A conflict sweeping the Middle East has emptied the region’s skies, compelling airlines to adopt extensive rerouting measures and leaving a huge gap in what is normally a bustling segment of global airspace.
With Israel and the United States striking Iran repeatedly, and Tehran answering with successive missile and drone salvos, carriers have been forced to steer their passenger aircraft away from the Gulf or face the danger of a disastrous incident.
How did the airspace become unavailable?
The world’s airspace is divided into Flight Information Regions (FIRs), which generally correspond to national borders. Each government oversees the FIR above its territory, providing air‑traffic services.
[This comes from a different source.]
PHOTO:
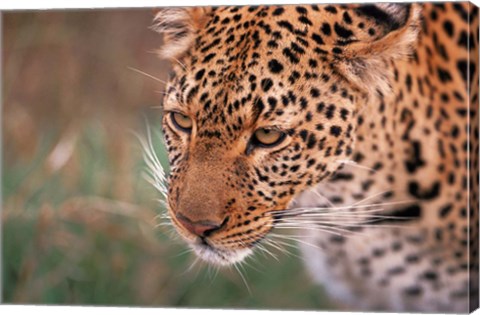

In an extreme case such as a regional war, authorities inform pilots that they are limiting or shutting down their FIRs by issuing a NOTAM – a Notice to Air Missions. Several Middle‑Eastern FIRs have been closed since the bombardments began, creating a void of roughly 2.8 million sq km (1.08 million sq mi).
It is not only governments that produce empty skies. Airlines decide where not to fly based on a range of considerations, including alerts from the states where they are registered (for example, the United Kingdom for British Airways or India for Air India) and whether their insurers will cover a flight over hazardous zones. Dispatch teams monitor developments continuously to chart safe routes.
“In the end, the decision about whether a piece of airspace is safe to fly your passengers through it is that of the airline and the airline’s dispatchers, depending on the level of risk,” explains former British military pilot and aviation analyst David Learmount. This clarifies the situation over Lebanon, which is being hammered by Israeli strikes. Although Lebanon’s FIR has not been formally closed, most carriers avoid it.
What have airlines done?
Major routes that link Europe, Africa and Asia via the Middle East have been altered dramatically.
When the bombings started on Saturday, airlines were able to begin rerouting immediately, as contingency plans for years had already mapped alternative paths that bypass certain hot‑spot nations. In many cases, aircraft already had these routes programmed into their navigation systems.
Two principal detour options have surfaced – one that arcs northward through the Caucasus while staying beneath Ukraine’s closed airspace, and another that channels traffic southward via Egypt, as well as Saudi Arabia and Oman, which are also experiencing sporadic attacks.
These corridors are absorbing the displaced traffic but are also creating a bottleneck, which explains the growing number of delays and cancellations.
“This problem is not getting better, it’s getting worse,” said Learmount. “You can see the patterns of the way aircraft are going.